A Saphira le costó menos de un minuto volar hasta el campo de
entrenamiento, donde encontraron a Orik sentado en su abultado
saco, pasándose el hacha de guerra de una mano a otra y con rostro
feroz.
-Ya era hora de que llegarais -masculló. Se levantó y se echó
el hacha al cinto. Eragon se excusó por el retraso y ató el saco de
Orik a la silla de Saphira. El enano miró la espalda del dragón,
que se alzaba a gran altura-. ¿Y cómo se supone que voy a montar
ahí? Hasta un acantilado tiene más lugares donde agarrarse que tú,
Saphira.
Aquí -dijo ella. Se tumbó sobre el vientre y abrió tanto como
pudo la pierna derecha de atrás, creando así una rampa nudosa. Orik
montó en su espinilla con un sonoro resoplido y trepó por la pierna
a cuatro patas. Saphira resopló y soltó una pequeña llamarada-.
¡Date prisa! Me haces cosquillas.
Orik se detuvo en el rellano de las ancas, luego puso un pie
a cada lado de la columna vertebral de Saphira y caminó con cuidado
por la espalda hacia la silla. Toqueteó una de las púas de marfil,
que le quedaba entre las piernas, y dijo:
-Nunca he visto una mejor manera de perder la
virilidad.
Eragon sonrió.
-No te resbales.
Cuando Orik descendió hasta la parte delantera de la silla,
Eragon montó en Saphira y se sentó detrás del enano. Para mantener
a Orik en su sitio cuando Saphira girase o se diera la vuelta en
pleno vuelo, Eragon soltó las correas destinadas a sujetar sus
brazos y pidió a Orik que pasara las piernas por
ellas.
Cuando Saphira se levantó del todo, Orik se balanceó y se
agarró a la púa que le quedaba delante. -¡Garr! Eragon, no me dejes
abrir los ojos hasta que estemos en el aire, o temo que me marearé.

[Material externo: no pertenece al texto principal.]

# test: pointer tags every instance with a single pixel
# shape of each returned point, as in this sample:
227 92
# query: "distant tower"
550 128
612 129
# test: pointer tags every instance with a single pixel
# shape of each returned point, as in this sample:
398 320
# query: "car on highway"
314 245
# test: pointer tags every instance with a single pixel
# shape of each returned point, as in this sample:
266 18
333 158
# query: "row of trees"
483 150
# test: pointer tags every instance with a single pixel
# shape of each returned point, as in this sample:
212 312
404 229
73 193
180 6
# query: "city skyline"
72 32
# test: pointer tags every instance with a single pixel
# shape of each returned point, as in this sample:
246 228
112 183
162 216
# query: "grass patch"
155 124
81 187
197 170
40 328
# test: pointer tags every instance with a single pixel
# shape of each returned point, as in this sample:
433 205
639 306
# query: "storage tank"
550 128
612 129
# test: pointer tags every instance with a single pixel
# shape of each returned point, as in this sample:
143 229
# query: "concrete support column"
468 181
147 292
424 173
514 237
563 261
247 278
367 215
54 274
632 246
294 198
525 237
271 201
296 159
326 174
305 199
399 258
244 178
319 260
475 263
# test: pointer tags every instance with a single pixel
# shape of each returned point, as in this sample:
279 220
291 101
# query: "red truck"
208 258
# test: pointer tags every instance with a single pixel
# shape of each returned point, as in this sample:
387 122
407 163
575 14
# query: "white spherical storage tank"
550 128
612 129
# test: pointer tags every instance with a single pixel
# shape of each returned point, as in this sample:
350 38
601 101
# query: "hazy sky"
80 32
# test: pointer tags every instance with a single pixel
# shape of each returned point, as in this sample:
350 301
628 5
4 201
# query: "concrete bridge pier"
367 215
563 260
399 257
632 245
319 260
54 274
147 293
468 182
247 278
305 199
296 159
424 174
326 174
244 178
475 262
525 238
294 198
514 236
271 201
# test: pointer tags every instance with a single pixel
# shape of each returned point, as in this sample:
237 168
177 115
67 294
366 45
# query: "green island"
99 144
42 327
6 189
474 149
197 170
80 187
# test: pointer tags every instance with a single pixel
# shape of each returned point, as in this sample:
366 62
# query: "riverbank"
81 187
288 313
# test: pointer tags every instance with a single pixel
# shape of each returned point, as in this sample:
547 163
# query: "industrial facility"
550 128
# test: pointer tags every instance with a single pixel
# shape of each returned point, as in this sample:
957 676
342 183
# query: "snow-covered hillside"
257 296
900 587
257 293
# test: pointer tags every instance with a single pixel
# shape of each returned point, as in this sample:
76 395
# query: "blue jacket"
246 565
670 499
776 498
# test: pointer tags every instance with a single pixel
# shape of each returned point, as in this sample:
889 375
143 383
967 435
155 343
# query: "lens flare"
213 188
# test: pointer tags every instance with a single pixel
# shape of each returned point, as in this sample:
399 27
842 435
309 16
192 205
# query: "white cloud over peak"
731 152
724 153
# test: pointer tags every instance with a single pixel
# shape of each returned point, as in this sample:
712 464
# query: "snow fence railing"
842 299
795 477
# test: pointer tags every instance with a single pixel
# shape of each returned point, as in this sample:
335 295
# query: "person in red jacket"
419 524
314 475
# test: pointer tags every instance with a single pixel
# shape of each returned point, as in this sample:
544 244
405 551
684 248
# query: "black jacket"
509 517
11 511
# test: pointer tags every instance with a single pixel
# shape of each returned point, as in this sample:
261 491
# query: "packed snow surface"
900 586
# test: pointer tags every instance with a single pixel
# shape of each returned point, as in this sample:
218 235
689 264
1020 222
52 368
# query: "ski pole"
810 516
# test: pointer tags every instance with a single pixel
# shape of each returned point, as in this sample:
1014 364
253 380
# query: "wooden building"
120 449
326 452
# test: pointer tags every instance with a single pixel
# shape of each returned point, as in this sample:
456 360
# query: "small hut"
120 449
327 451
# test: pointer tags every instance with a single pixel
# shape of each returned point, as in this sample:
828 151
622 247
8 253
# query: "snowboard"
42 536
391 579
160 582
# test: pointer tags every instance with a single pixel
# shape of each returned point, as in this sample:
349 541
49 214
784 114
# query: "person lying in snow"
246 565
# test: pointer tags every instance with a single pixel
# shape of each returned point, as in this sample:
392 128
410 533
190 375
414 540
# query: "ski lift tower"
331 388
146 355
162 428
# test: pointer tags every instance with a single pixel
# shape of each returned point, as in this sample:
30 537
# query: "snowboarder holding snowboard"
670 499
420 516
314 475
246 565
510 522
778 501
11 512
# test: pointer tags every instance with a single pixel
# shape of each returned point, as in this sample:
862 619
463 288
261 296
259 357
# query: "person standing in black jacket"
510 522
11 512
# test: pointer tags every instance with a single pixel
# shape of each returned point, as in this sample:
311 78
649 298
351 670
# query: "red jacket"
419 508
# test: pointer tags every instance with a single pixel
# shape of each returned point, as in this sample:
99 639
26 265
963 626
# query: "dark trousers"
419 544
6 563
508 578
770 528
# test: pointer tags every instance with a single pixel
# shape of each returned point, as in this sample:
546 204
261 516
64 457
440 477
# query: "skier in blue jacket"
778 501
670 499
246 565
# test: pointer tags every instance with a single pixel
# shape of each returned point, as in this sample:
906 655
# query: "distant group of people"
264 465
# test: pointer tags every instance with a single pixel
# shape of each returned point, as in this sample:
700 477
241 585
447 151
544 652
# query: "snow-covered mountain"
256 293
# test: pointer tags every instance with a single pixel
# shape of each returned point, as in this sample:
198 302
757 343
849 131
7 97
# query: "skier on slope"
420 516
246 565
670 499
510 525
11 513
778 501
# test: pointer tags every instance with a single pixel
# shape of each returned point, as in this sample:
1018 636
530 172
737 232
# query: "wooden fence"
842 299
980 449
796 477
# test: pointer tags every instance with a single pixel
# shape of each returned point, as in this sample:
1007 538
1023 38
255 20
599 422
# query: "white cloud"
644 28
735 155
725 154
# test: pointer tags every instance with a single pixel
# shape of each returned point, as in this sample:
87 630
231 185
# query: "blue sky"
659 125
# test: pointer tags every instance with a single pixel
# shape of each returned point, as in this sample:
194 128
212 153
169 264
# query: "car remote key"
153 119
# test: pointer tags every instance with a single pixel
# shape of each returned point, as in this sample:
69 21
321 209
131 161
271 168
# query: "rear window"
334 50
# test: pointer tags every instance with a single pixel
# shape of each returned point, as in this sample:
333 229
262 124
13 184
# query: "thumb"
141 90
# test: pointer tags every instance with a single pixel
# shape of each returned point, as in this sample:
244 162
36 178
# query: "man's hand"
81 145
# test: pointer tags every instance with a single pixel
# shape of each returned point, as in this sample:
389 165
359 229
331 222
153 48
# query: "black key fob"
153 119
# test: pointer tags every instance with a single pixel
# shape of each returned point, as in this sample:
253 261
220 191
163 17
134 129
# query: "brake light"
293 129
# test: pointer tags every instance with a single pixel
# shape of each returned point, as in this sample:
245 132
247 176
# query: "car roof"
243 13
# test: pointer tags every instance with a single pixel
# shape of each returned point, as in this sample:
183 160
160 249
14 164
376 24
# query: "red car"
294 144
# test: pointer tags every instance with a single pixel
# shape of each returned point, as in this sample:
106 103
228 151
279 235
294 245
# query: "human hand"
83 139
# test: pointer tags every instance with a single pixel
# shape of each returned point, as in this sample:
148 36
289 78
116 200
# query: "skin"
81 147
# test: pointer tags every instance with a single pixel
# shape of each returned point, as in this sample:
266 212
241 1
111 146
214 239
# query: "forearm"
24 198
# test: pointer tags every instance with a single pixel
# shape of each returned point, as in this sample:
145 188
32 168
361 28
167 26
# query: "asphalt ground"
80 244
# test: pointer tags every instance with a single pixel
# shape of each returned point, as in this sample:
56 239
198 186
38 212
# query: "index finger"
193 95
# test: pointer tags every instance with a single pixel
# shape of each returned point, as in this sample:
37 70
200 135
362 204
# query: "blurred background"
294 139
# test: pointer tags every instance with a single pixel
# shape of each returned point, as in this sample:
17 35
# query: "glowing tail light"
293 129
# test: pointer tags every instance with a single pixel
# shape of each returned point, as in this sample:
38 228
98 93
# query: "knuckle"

Esto no es natural, no, señor. Los enanos no están hechos para
montar en dragones. Yo no lo he hecho nunca.
-¿Nunca?
Orik meneó la cabeza sin contestar.
Los elfos se habían agrupado en las afueras de Du
Weldenvarden, reunidos a lo largo del campo, y contemplaban con
expresiones solemnes a Saphira mientras ésta alzaba sus alas
translúcidas, preparando el despegue.
Eragon apretó las piernas al sentir que la poderosa
musculatura de la dragona se tensaba bajo sus piernas. Con un salto
acelerado, Saphira se lanzó hacia el cielo azul, aleteando con
fuerza y rapidez para alzarse sobre los árboles gigantescos. Giró
sobre el extenso bosque trazando espirales hacia arriba a medida
que ganaba velocidad- y luego se dirigió al sur, hacia el desierto
de Hadarac.
Aunque el viento sonaba con fuerza en los oídos de Eragon,
oyó que una elfa de Ellesméra alzaba su clara voz en una canción,
igual que cuando llegaron por primera vez. Así
cantaba:
Lejos, lejos, volarás lejos,
Sobre los picos y los valles Hasta las tierras del más
allá.
Lejos, lejos, volarás lejos Y nunca volverás a mí.